Caïn est là, et je n'ai pas envie de peser sur ses épaules. Je sais. Je sais sans vraiment y penser. Je sais qu'il a au moins aussi mal que moi. Je ne peux pas m'accrocher à lui avec mon regard d'enfant perdu, mon désespoir. Je ne peux pas. Et je n'ai pas la force de porter sa peine. Je suis la principale cause de cette peine. Si j'avais mieux su, mieux fait, si j'avais été un peu plus à la hauteur... Non, je ne peux pas lui ordonner de me céder une épaule pour pleurer comme je le fais toujours. Et encore moins lui donner la mienne. C'est ma faute. J'ai tout foiré. J'ai vraiment tout foiré. J'ai tout fait, mais ce n'était pas assez. Je m'effondre sur l'encadrement de la porte, à genoux sur le carrelage. Et je crie, je crie en espérant que t'entendes, dans ton monde de morphine.

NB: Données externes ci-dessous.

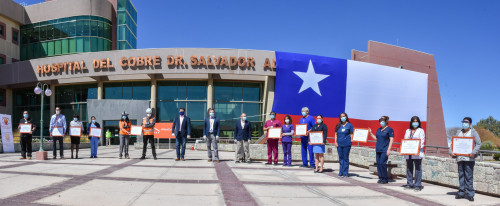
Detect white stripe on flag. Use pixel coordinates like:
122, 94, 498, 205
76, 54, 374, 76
345, 60, 428, 121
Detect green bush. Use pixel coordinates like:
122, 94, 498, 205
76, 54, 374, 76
480, 141, 495, 150
494, 149, 500, 161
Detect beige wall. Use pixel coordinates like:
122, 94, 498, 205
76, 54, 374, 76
0, 15, 20, 63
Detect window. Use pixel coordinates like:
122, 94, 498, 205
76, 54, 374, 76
0, 21, 5, 40
0, 89, 6, 107
55, 84, 97, 122
104, 82, 150, 100
12, 28, 19, 45
0, 54, 5, 65
13, 88, 51, 136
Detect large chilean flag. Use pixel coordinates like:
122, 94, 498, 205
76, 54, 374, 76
272, 51, 428, 146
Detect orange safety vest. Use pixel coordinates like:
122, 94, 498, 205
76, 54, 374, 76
119, 121, 131, 135
142, 117, 155, 135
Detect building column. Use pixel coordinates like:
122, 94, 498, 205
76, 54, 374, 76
97, 81, 103, 100
263, 76, 275, 116
207, 74, 213, 111
151, 79, 157, 110
49, 85, 56, 115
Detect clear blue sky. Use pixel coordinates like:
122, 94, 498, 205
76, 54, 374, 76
17, 0, 500, 128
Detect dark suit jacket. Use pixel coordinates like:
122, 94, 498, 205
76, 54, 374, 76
203, 117, 220, 137
172, 115, 191, 138
234, 120, 252, 141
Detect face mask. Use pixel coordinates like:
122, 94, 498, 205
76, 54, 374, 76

Et si ces cris pouvaient t'arracher ce qu'il te reste d'âme pour que tu ne reviennes pas ici, en Enfer, et que tu passes dans un monde qui te corresponde mieux. Et le cri suivant, je t'ordonne de revenir. De revenir tout de suite, parce qu'il est là, le vide. Le vide que j'ai tant craint les pieds sur la berge, tétanisé sur la plage. Il est là, le vide à ma vie. Un monde sans toi, je n'en veux pas. Je ne peux pas. Je ne peux pas vivre sans toi. Je vais mourir de chagrin. Tant que tu vis, je peux, si tu meurs, je ne peux plus rien. Caïn, pourquoi ? C'est toi qui m'a gardé en vie plus que quiconque, et le jour où tu meurs, je mourrai aussi, d'une balle dans la tête, en fumant les cigarettes qu'on a toujours voulu fumer enfant. Je te suivrais immédiatement, en silence, sans en parler à personne, sans faire chier personne. Mais elle, tu vois, je peux pas. Je peux pas rester comme ça, entre deux mondes par sa faute. Ni renoncer à elle, ni la suivre sans un mot. Je peux pas Caïn, je peux pas tout ça. Je peux plus rien, j'en peux plus, j'en veux plus. Caïn, laisse-moi partir, laisse-moi la laisser partir. Les mains sur la gorge, le vide, la poussière de mon existence, cette salope, cet amour, cet ange en a fait un enfer vide de sens.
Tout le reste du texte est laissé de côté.